Sheed Guaran-Sheed's Game Two of this series as well:



> Rasheed Wallace, who scored 29 points in Game 1, didn't flinch when asked about repeating the same mistake from a season ago. Yes, Wallace chimed in with another Guran-Sheed. "We will not lose Game 2," Wallace said.


Full Article with Sheed's quote in it


----------



## kamego

I don't think we will see any let down here. The letdown game already happened and was sloved last time around. I don't see Philly winning a game right now.


----------



## DetBNyce

We get this one, no disrespect to Philly or its fans, but this one is over. I can't see Philly winning 4 out of 5 games against Detroit.

I'm interested to see the adjustments Philly makes. It shouldn't be anything Detroit has to worry about, but it could change the focus on offense just a little.


----------



## Midnight_Marauder

man I hate the first round....why so long between games....


----------



## kamego

to maximize the tv coverage no overlapping games at any point


----------



## Lope31

I'm pumped for this game, mostly because I probably get to watch it


----------



## kamego

I can't see it from here because it's not on national tv atleast I heard it was only on channel 20 again....


----------



## P33r~

nmuman said:


> To honor my favorite new poster-
> 
> U better be prepared for my dogg Tayshaun coz he's ready 2 tear u'z up especially for that biatch Jim O'Brien........Big Ben in a category that no 76er can be in......have fun watching Tay rip u apart.
> 
> :clap:
> 
> Pistons will win in another blowout. We probably won't even lose a game til the conference finals.
> 
> Yawn.
> 
> Wake me up when Miami comes calling.
> <!-- / message --><!-- sig -->


:laugh: i wonder how that poster felt after the game. 

I don't see us losing this series but still best not to get too confident and lose a few like we did last year. Nice to see the team is aware of that. GL to Philly because they sure will need it


----------



## kamego

After AI's last game I am convinced he would make a great backup SG for us. lol just a joke to any philly fan reading this


----------



## DetBNyce

Yea it's on Fox Sports. They picked Miami-NJ for the nationally televised game.


----------



## kamego

what a bunch of crap. i hope NJ wins just for fun. i will be watching the tigers if anyone needs me lol


----------



## Lope31

kamego said:


> After AI's last game I am convinced he would make a great backup SG for us. lol just a joke to any philly fan reading this


Alright, I'd give up a package of Delfino with Jenkins.

As far as the game on TV goes, I get to watch it.
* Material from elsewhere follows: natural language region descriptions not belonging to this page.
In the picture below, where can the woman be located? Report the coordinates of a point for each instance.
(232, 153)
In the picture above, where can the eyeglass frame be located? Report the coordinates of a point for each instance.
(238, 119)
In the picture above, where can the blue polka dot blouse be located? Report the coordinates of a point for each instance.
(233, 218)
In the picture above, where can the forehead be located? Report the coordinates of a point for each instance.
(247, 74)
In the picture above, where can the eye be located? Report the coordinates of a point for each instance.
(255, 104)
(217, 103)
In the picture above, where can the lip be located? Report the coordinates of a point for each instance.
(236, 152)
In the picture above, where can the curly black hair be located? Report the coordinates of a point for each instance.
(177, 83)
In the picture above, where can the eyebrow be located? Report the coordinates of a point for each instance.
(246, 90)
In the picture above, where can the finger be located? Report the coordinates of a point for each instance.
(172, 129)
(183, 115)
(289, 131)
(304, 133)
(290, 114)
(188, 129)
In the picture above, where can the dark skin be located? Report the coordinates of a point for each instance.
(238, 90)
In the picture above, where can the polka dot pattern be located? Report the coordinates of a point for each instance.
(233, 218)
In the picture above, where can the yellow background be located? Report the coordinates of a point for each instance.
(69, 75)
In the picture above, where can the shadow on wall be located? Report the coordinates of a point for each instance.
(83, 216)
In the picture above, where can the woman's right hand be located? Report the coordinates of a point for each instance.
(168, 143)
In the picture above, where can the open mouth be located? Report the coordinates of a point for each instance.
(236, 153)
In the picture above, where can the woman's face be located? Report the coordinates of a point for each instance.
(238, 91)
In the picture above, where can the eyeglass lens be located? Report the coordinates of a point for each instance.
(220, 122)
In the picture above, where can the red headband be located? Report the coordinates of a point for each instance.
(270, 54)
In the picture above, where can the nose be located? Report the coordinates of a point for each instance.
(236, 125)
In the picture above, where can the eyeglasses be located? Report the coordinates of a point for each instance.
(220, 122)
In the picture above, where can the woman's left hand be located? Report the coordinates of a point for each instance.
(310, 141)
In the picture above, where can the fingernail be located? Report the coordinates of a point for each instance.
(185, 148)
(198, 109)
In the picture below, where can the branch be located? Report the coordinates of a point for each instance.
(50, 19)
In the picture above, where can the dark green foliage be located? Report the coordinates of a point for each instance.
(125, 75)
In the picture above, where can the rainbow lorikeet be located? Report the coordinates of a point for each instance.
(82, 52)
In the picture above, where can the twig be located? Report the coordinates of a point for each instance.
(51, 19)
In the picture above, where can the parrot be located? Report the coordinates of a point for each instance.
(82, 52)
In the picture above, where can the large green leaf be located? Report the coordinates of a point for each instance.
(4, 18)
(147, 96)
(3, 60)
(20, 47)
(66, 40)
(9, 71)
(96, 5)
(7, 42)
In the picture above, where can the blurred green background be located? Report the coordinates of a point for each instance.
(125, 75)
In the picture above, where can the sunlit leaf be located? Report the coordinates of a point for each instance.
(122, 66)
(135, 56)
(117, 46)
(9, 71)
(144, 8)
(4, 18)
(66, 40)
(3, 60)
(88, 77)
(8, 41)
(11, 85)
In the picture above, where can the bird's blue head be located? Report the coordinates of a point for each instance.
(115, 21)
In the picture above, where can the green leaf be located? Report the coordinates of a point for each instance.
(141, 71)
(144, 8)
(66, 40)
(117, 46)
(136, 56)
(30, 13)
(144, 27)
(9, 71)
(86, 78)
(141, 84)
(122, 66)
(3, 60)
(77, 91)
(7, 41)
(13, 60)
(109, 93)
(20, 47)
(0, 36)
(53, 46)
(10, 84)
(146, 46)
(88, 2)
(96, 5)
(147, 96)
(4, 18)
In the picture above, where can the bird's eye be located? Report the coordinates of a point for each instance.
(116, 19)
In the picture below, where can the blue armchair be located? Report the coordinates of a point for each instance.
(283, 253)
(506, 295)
At least I am pretty sure I do. Unless there is another game at 7:30 p.m. on Sportsnet Ontario.


----------



## kamego

miami and new jersey is on at 8.

i think we could do delfino and jenkins for ai lol


----------



## Coatesvillain

nmuman said:


> To honor my favorite new poster-
> 
> U better be prepared for my dogg Tayshaun coz he's ready 2 tear u'z up especially for that biatch Jim O'Brien........Big Ben in a category that no 76er can be in......have fun watching Tay rip u apart.


Oh no you didn't.. :rofl:

Tonight's going to be a good one, I think it'll be a lot closer than the first game, the Sixers should cover. If O'Brien makes any adjustments (like play Willie Green, and don't play McKie), that is.


----------



## Lope31

PhillyPhanatic said:


> Oh no you didn't.. :rofl:
> 
> Tonight's going to be a good one, I think it'll be a lot closer than the first game, the Sixers should cover. If O'Brien makes any adjustments (like play Willie Green, and don't play McKie), that is.
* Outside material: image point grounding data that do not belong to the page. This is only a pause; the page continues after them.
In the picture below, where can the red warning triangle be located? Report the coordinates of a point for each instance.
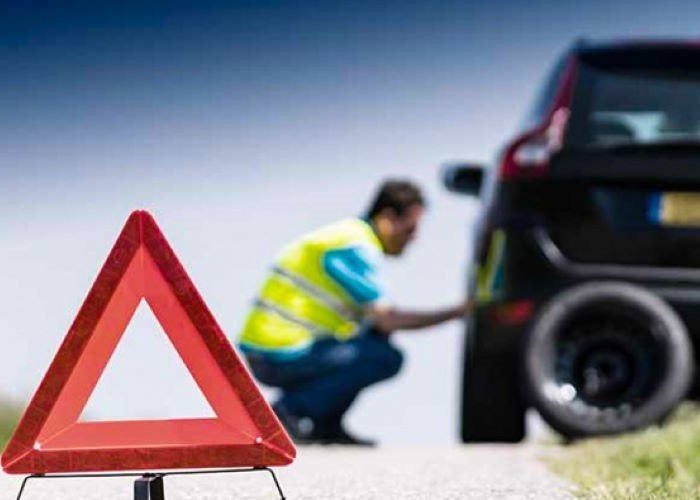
(49, 437)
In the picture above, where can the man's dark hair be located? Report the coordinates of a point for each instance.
(397, 194)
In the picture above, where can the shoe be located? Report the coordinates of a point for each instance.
(339, 436)
(300, 429)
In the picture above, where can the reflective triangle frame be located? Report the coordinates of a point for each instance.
(50, 438)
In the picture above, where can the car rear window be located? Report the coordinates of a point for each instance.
(636, 97)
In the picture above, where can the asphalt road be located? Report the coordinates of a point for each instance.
(467, 472)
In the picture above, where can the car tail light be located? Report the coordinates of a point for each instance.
(529, 154)
(512, 313)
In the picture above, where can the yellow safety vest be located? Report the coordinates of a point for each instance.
(299, 301)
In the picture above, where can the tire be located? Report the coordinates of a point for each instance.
(493, 409)
(606, 357)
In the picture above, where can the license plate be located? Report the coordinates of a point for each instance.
(679, 209)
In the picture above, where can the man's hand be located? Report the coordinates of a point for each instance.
(388, 319)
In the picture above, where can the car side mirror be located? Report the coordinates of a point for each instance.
(463, 178)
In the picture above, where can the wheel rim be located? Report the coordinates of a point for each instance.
(607, 364)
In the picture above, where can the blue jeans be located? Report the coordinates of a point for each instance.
(323, 383)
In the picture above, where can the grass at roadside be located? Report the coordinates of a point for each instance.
(9, 414)
(657, 463)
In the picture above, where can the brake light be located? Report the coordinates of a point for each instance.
(529, 155)
(512, 313)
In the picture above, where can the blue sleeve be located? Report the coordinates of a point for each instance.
(356, 270)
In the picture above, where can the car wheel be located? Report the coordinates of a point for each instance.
(606, 357)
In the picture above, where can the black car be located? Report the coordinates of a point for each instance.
(586, 268)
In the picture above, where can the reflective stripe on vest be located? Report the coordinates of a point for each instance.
(266, 306)
(299, 300)
(330, 301)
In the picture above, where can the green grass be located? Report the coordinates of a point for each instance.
(657, 463)
(9, 414)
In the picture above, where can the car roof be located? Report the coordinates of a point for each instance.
(585, 46)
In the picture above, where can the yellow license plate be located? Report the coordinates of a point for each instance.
(680, 209)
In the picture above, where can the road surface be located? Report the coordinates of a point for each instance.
(408, 473)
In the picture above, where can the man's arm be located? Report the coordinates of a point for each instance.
(389, 319)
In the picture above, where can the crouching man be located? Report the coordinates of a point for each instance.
(319, 330)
Philly I just realized you are from Coatesville. I'm sure you won't be devestated when Rip Hamilton leads the Pistons to another championship. :biggrin:


----------



## kamego

yessssssssssss sirrrrrrrrrrr


----------



## kamego

30015 points on the Pistons tonight
7500 points on the tigers tonight

go detroit


----------



## DetBNyce

> "I'm not naive about it," Iverson said at the Sixers practice Monday. "I know if I don't play well, it's going to be tough. It's a given that I've got to go out and set the tone for my teammates. I know I can't go out there and have a terrible game."
> 
> Iverson scored 30 points in the Sixers' 106-85 loss to the Pistons in Game 1. He was 9-for-22 from the field, hit four 3-pointers and had 10 assists (with seven turnovers) and it wasn't close to enough. Still Iverson was talking confidently at Monday's practice that the Sixers can win this series.
> 
> "I'm confident as I can be," Iverson said. "I think it's important for my teammates to know, for the coaching staff to know, that I am confident. I think we can win. It might be a tough series, one we come out of banged up, but that's what it's about.
> 
> "This is a series no one thinks we can win. I think that puts the pressure on those guys. All we have to do is go out and play basketball."
> 
> The Sixers opened fast in Game 1, but the Pistons blew past them by halftime.
> 
> "When you get your foot on a team like that, you've got to keep it on them," Iverson said.
> 
> For the Sixers' mercurial point guard, that means he needs to carry the load.
> 
> "They were doing what I expected - they crowded me," Iverson said. "When I came off screens, I got a lot of attention. Their guys were trying to keep me out of the lane."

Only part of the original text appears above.